U.S. Coalition of Cities Against Racism and Discrimination Action Plan
Posted by on March 03, 2014
U.S. Coalition of Cities Against Racism and Discrimination
10-Point Plan of Action
In the 50 years since the murder of Medgar Evers in Jackson, the bombing of the 16th Street Baptist Church in Birmingham which killed four young girls, and the march on Washington led by Dr. Martin Luther King, Jr., much progress has been made in addressing past grievances and in assuring the civil and human rights of all Americans. Federal civil and voting rights laws have been passed and to a great extent implemented. But much remains to be done.
For all of the progress we have made in civil rights in America, serious racial and ethnic disparities persist: Black and Hispanic Americans are more likely to be poor than their white counterparts. Black children are three times more likely to be poor than white children. Black children are one and one-half times more likely to be uninsured than white children and twice as likely to die before their first birthday. Blacks and Hispanics have a higher unemployment rate than the white population.

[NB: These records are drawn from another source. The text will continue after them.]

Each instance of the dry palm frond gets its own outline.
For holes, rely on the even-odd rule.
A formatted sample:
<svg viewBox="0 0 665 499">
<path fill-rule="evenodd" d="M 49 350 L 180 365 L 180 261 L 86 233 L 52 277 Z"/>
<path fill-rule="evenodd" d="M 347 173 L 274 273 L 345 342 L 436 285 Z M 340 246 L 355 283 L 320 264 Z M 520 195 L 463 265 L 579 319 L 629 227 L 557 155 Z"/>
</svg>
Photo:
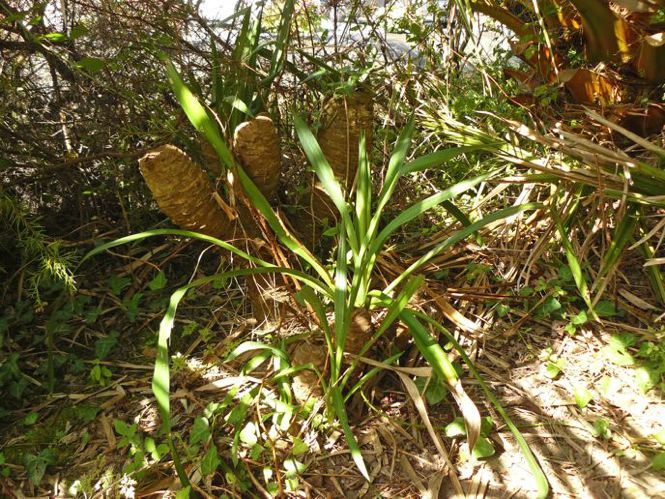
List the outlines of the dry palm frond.
<svg viewBox="0 0 665 499">
<path fill-rule="evenodd" d="M 273 121 L 257 116 L 236 128 L 233 152 L 261 193 L 274 196 L 282 171 L 279 135 Z"/>
<path fill-rule="evenodd" d="M 559 71 L 559 80 L 578 104 L 608 106 L 621 101 L 621 86 L 606 75 L 584 68 L 564 69 Z"/>
<path fill-rule="evenodd" d="M 213 198 L 201 168 L 173 145 L 161 146 L 139 160 L 139 169 L 159 208 L 183 229 L 226 238 L 233 224 Z"/>
<path fill-rule="evenodd" d="M 636 61 L 637 71 L 652 83 L 665 82 L 665 32 L 646 36 L 640 45 Z"/>
</svg>

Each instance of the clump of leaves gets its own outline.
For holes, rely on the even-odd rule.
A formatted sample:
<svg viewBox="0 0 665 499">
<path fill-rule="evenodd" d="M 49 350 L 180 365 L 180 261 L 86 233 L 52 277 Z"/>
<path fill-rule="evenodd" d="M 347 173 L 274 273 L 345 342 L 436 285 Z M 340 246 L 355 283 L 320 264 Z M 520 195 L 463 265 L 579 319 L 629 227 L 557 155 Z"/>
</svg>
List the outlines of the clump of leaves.
<svg viewBox="0 0 665 499">
<path fill-rule="evenodd" d="M 485 459 L 493 456 L 496 453 L 496 450 L 489 439 L 493 428 L 494 420 L 489 416 L 484 417 L 480 426 L 480 438 L 476 442 L 476 445 L 474 445 L 471 455 L 469 455 L 467 445 L 460 451 L 460 459 L 462 461 L 468 461 L 469 459 Z M 444 433 L 448 438 L 466 437 L 464 418 L 456 417 L 451 423 L 446 425 Z"/>
<path fill-rule="evenodd" d="M 125 463 L 123 471 L 133 473 L 141 470 L 152 462 L 159 462 L 169 452 L 167 444 L 158 444 L 152 437 L 143 437 L 138 429 L 138 423 L 128 425 L 121 419 L 113 420 L 113 428 L 121 437 L 118 447 L 127 448 L 129 460 Z"/>
<path fill-rule="evenodd" d="M 556 355 L 552 347 L 543 349 L 538 358 L 545 363 L 545 376 L 550 379 L 557 378 L 566 366 L 566 361 Z"/>
<path fill-rule="evenodd" d="M 614 334 L 601 355 L 618 366 L 634 367 L 637 386 L 644 393 L 658 385 L 665 386 L 665 341 L 644 341 L 639 348 L 637 345 L 634 334 Z"/>
<path fill-rule="evenodd" d="M 38 308 L 42 306 L 40 289 L 49 283 L 58 283 L 69 290 L 75 289 L 72 268 L 75 255 L 62 251 L 62 241 L 52 240 L 27 208 L 0 189 L 0 252 L 13 253 L 18 249 L 20 266 L 28 269 L 28 291 Z M 5 234 L 5 230 L 8 232 Z M 4 258 L 3 258 L 4 259 Z M 0 270 L 2 270 L 0 265 Z"/>
</svg>

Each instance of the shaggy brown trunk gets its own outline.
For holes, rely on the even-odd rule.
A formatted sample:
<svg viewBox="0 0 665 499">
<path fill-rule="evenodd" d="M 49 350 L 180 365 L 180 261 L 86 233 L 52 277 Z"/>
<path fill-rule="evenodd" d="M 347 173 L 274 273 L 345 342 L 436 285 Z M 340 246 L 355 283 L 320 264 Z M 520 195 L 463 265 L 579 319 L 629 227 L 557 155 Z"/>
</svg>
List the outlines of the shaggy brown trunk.
<svg viewBox="0 0 665 499">
<path fill-rule="evenodd" d="M 212 162 L 212 157 L 209 159 Z M 260 157 L 253 160 L 258 163 Z M 149 152 L 139 160 L 139 169 L 159 208 L 179 227 L 224 240 L 234 239 L 236 233 L 260 237 L 261 230 L 249 209 L 239 204 L 232 220 L 215 201 L 215 190 L 206 174 L 177 147 L 165 145 Z M 269 298 L 274 289 L 271 277 L 253 276 L 247 280 L 247 288 L 257 319 L 273 317 L 276 306 Z"/>
<path fill-rule="evenodd" d="M 360 308 L 353 313 L 351 327 L 346 335 L 344 351 L 358 355 L 374 334 L 372 315 L 369 310 Z"/>
<path fill-rule="evenodd" d="M 201 139 L 199 142 L 199 148 L 201 150 L 201 159 L 203 160 L 203 166 L 206 167 L 210 173 L 219 177 L 224 169 L 222 168 L 222 163 L 219 161 L 219 156 L 215 148 L 210 145 L 210 142 L 207 140 Z"/>
<path fill-rule="evenodd" d="M 331 325 L 331 329 L 334 326 Z M 353 313 L 351 327 L 346 337 L 344 351 L 350 354 L 358 355 L 363 347 L 369 342 L 374 333 L 372 316 L 367 309 L 358 309 Z M 298 367 L 306 364 L 313 364 L 323 374 L 326 365 L 327 351 L 326 345 L 321 343 L 310 343 L 302 341 L 296 345 L 291 353 L 291 366 Z M 304 403 L 308 398 L 320 397 L 321 384 L 314 371 L 303 370 L 293 377 L 293 394 L 300 403 Z"/>
<path fill-rule="evenodd" d="M 326 367 L 326 357 L 325 345 L 301 341 L 291 353 L 291 366 L 298 367 L 313 364 L 323 374 Z M 299 371 L 294 375 L 291 387 L 293 388 L 293 396 L 301 404 L 307 402 L 310 397 L 321 397 L 323 395 L 318 375 L 309 369 Z"/>
<path fill-rule="evenodd" d="M 365 132 L 367 151 L 372 147 L 373 119 L 372 98 L 364 91 L 334 98 L 324 107 L 317 140 L 335 176 L 347 191 L 358 171 L 361 132 Z M 326 225 L 336 224 L 337 210 L 313 178 L 296 205 L 298 212 L 292 218 L 294 229 L 301 240 L 313 249 L 321 243 Z"/>
<path fill-rule="evenodd" d="M 268 116 L 259 115 L 238 125 L 233 133 L 233 154 L 261 194 L 268 200 L 274 198 L 282 173 L 282 154 L 273 121 Z M 247 232 L 250 237 L 258 237 L 261 233 L 256 224 Z M 267 251 L 259 252 L 263 259 L 271 259 Z M 249 278 L 247 292 L 257 320 L 274 319 L 280 315 L 282 306 L 274 299 L 273 276 Z"/>
<path fill-rule="evenodd" d="M 331 100 L 323 111 L 323 127 L 317 139 L 337 178 L 347 189 L 358 171 L 360 133 L 365 132 L 367 150 L 372 147 L 374 108 L 364 91 Z"/>
<path fill-rule="evenodd" d="M 318 184 L 312 183 L 296 201 L 297 212 L 291 217 L 298 238 L 310 249 L 322 246 L 325 227 L 335 225 L 337 208 Z"/>
<path fill-rule="evenodd" d="M 233 222 L 215 201 L 208 177 L 180 149 L 161 146 L 139 160 L 139 169 L 159 208 L 173 223 L 220 239 L 233 233 Z"/>
<path fill-rule="evenodd" d="M 238 125 L 233 134 L 233 153 L 261 193 L 271 199 L 282 172 L 279 136 L 268 116 Z"/>
</svg>

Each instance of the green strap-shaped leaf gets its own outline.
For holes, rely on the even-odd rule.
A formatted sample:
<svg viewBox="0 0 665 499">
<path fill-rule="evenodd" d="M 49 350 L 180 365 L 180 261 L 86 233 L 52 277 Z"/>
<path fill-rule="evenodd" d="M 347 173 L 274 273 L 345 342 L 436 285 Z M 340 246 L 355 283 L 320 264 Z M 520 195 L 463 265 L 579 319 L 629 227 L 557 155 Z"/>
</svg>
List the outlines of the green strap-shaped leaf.
<svg viewBox="0 0 665 499">
<path fill-rule="evenodd" d="M 344 220 L 341 221 L 343 233 Z M 346 334 L 349 330 L 351 311 L 349 310 L 348 283 L 346 269 L 346 239 L 339 237 L 337 246 L 337 265 L 335 268 L 335 357 L 331 367 L 331 378 L 337 379 L 342 367 L 342 357 L 344 356 L 344 344 L 346 343 Z"/>
<path fill-rule="evenodd" d="M 323 151 L 321 150 L 316 137 L 314 137 L 314 134 L 310 131 L 307 124 L 300 116 L 295 116 L 293 121 L 303 151 L 305 152 L 305 155 L 307 156 L 310 164 L 314 168 L 316 176 L 321 181 L 321 185 L 326 191 L 326 194 L 328 194 L 328 197 L 330 197 L 330 200 L 334 203 L 337 211 L 339 211 L 339 214 L 345 224 L 345 233 L 348 236 L 351 251 L 353 251 L 354 255 L 357 255 L 357 232 L 354 229 L 353 221 L 351 220 L 351 213 L 349 212 L 349 207 L 346 203 L 342 186 L 337 181 L 335 173 L 330 167 L 330 163 L 328 163 L 328 160 L 323 155 Z"/>
<path fill-rule="evenodd" d="M 355 206 L 358 220 L 358 241 L 362 241 L 365 237 L 372 216 L 372 177 L 365 142 L 365 133 L 362 132 L 358 145 L 358 184 Z"/>
<path fill-rule="evenodd" d="M 384 229 L 376 237 L 372 246 L 370 247 L 370 253 L 377 253 L 383 243 L 390 237 L 398 228 L 409 223 L 413 219 L 419 217 L 427 210 L 432 209 L 433 207 L 440 205 L 444 201 L 449 201 L 450 199 L 458 196 L 464 191 L 467 191 L 476 185 L 478 185 L 483 180 L 486 180 L 489 175 L 482 175 L 471 180 L 466 180 L 464 182 L 459 182 L 448 189 L 432 194 L 431 196 L 418 201 L 411 205 L 409 208 L 401 212 L 395 218 L 393 218 Z"/>
<path fill-rule="evenodd" d="M 575 281 L 577 290 L 579 291 L 580 296 L 584 300 L 584 303 L 586 303 L 586 306 L 589 307 L 589 311 L 591 312 L 593 317 L 597 319 L 598 317 L 593 311 L 593 305 L 591 303 L 591 295 L 589 294 L 589 287 L 584 277 L 584 273 L 582 272 L 582 266 L 580 265 L 577 255 L 575 255 L 573 244 L 570 242 L 570 236 L 566 232 L 566 228 L 564 227 L 561 218 L 557 214 L 556 209 L 553 208 L 552 210 L 550 210 L 550 214 L 554 219 L 557 231 L 559 232 L 559 236 L 561 237 L 561 244 L 563 245 L 563 249 L 566 253 L 566 260 L 568 260 L 568 267 L 570 267 L 570 272 L 573 274 L 573 280 Z"/>
<path fill-rule="evenodd" d="M 506 423 L 506 426 L 510 430 L 510 432 L 513 434 L 515 437 L 515 440 L 517 440 L 517 444 L 520 447 L 520 450 L 522 451 L 522 454 L 524 455 L 527 463 L 529 464 L 529 468 L 531 470 L 531 474 L 533 475 L 534 479 L 536 480 L 536 489 L 538 491 L 538 495 L 536 496 L 538 499 L 544 499 L 549 495 L 549 484 L 547 482 L 547 477 L 545 476 L 545 473 L 543 473 L 542 468 L 540 467 L 540 464 L 538 463 L 538 460 L 536 457 L 533 455 L 533 452 L 531 452 L 531 448 L 529 447 L 529 444 L 527 441 L 524 439 L 522 436 L 522 433 L 517 429 L 517 426 L 513 423 L 512 419 L 510 419 L 510 416 L 506 412 L 506 410 L 503 408 L 501 405 L 501 402 L 499 402 L 499 399 L 497 399 L 490 388 L 487 386 L 487 383 L 485 383 L 485 380 L 483 380 L 482 376 L 476 369 L 476 366 L 473 364 L 469 356 L 466 354 L 462 346 L 459 344 L 459 342 L 455 339 L 455 337 L 450 334 L 450 332 L 444 328 L 441 324 L 439 324 L 436 320 L 432 319 L 431 317 L 427 316 L 426 314 L 423 314 L 421 312 L 414 311 L 413 312 L 417 317 L 420 319 L 428 322 L 432 326 L 434 326 L 436 329 L 438 329 L 443 335 L 446 337 L 448 341 L 450 341 L 453 346 L 455 347 L 455 350 L 460 354 L 464 362 L 469 368 L 469 371 L 473 375 L 474 378 L 478 381 L 478 384 L 482 388 L 483 392 L 485 393 L 485 396 L 489 399 L 489 401 L 494 405 L 496 408 L 496 411 L 499 413 L 501 418 L 504 420 Z"/>
<path fill-rule="evenodd" d="M 240 184 L 252 201 L 253 206 L 263 215 L 270 228 L 275 232 L 279 240 L 296 255 L 300 256 L 319 274 L 326 284 L 332 288 L 332 280 L 319 260 L 296 239 L 282 224 L 268 200 L 256 187 L 252 179 L 243 168 L 236 164 L 226 141 L 222 138 L 214 120 L 208 115 L 204 107 L 199 103 L 196 96 L 183 83 L 180 75 L 170 62 L 166 66 L 171 86 L 182 106 L 185 114 L 197 130 L 201 131 L 208 142 L 215 148 L 224 165 L 238 175 Z"/>
<path fill-rule="evenodd" d="M 392 290 L 394 290 L 404 279 L 406 279 L 409 275 L 415 272 L 418 268 L 422 267 L 436 255 L 439 255 L 454 244 L 457 244 L 458 242 L 466 239 L 468 236 L 482 229 L 486 225 L 496 222 L 497 220 L 501 220 L 502 218 L 508 218 L 510 216 L 516 215 L 522 211 L 536 210 L 542 207 L 543 205 L 540 203 L 526 203 L 520 204 L 518 206 L 510 206 L 509 208 L 503 208 L 501 210 L 495 211 L 494 213 L 490 213 L 486 217 L 478 220 L 468 227 L 464 227 L 463 229 L 458 230 L 452 236 L 437 244 L 434 248 L 421 256 L 417 261 L 412 263 L 404 272 L 399 275 L 399 277 L 397 277 L 397 279 L 388 285 L 388 287 L 384 290 L 384 293 L 390 294 Z"/>
<path fill-rule="evenodd" d="M 494 145 L 498 147 L 500 144 L 496 143 Z M 419 158 L 416 158 L 413 161 L 409 161 L 408 163 L 406 163 L 402 167 L 401 175 L 406 175 L 407 173 L 413 173 L 413 172 L 420 172 L 423 170 L 427 170 L 428 168 L 434 168 L 446 163 L 447 161 L 455 159 L 457 156 L 461 154 L 483 150 L 491 146 L 492 144 L 459 146 L 426 154 L 425 156 L 420 156 Z"/>
<path fill-rule="evenodd" d="M 224 165 L 227 168 L 233 168 L 235 166 L 233 155 L 224 139 L 222 139 L 217 129 L 217 124 L 210 118 L 208 112 L 196 96 L 187 88 L 187 85 L 182 81 L 178 71 L 176 71 L 175 66 L 171 62 L 166 63 L 166 74 L 169 77 L 171 88 L 173 88 L 176 98 L 182 106 L 183 111 L 185 111 L 187 118 L 189 118 L 189 121 L 192 122 L 194 128 L 201 132 L 206 140 L 215 148 Z"/>
</svg>

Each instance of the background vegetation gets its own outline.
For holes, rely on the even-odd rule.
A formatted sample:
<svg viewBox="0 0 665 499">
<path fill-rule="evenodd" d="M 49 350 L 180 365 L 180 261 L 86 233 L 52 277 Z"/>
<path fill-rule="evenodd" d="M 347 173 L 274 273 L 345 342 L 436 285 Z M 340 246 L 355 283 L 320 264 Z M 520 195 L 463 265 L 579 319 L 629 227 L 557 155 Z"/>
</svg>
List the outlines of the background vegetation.
<svg viewBox="0 0 665 499">
<path fill-rule="evenodd" d="M 665 4 L 213 10 L 0 0 L 0 495 L 665 494 Z"/>
</svg>

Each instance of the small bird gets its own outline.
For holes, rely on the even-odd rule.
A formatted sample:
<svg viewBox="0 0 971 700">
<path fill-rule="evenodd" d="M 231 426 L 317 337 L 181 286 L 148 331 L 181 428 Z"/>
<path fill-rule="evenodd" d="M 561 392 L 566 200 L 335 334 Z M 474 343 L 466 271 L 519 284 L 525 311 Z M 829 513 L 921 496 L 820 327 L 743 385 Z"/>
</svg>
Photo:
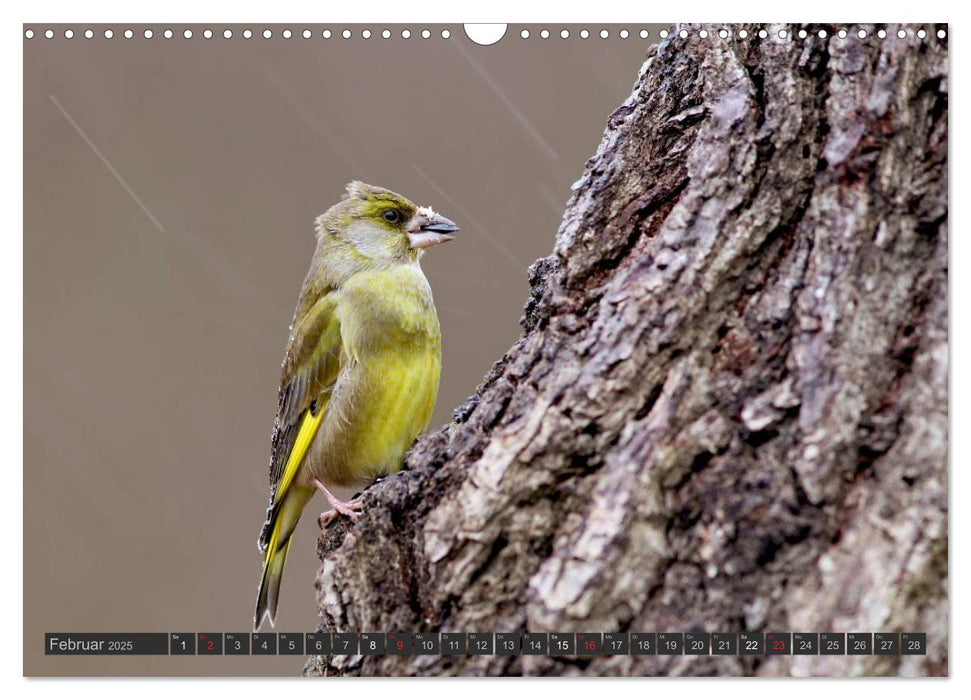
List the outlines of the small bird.
<svg viewBox="0 0 971 700">
<path fill-rule="evenodd" d="M 254 630 L 276 622 L 294 528 L 320 491 L 321 526 L 356 520 L 364 487 L 401 468 L 428 427 L 441 374 L 441 331 L 419 261 L 452 240 L 453 222 L 383 187 L 353 181 L 317 218 L 317 249 L 300 291 L 280 378 L 263 576 Z"/>
</svg>

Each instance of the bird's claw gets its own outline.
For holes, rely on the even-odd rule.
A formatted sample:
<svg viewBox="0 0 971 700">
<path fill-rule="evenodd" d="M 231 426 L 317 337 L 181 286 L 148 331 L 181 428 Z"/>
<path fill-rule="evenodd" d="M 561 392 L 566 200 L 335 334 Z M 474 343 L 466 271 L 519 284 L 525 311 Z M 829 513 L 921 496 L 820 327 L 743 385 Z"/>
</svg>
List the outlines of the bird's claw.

Crime disproportionately affects the black community, particularly black men and boys. African Americans account for 13 percent of the population, but nearly half of total homicide victims are black, and 85 percent of these are men. Black children and teens are 17 times more likely to die from a gun homicide than white children and teens. Racial and ethnic minorities are disproportionately represented in the prison population. Among male prisoners in state and federal facilities, 39 percent are black and 23 percent are Hispanic. Among state prisoners serving time for drug offenses, 65 percent are either black or Hispanic. Compounding the impact of these incarceration statistics have on blacks and Hispanics are policies – in both the public and private sectors – which make it difficult, if not impossible, for people leaving prison to return to their communities, secure employment and housing, and become contributing members of society.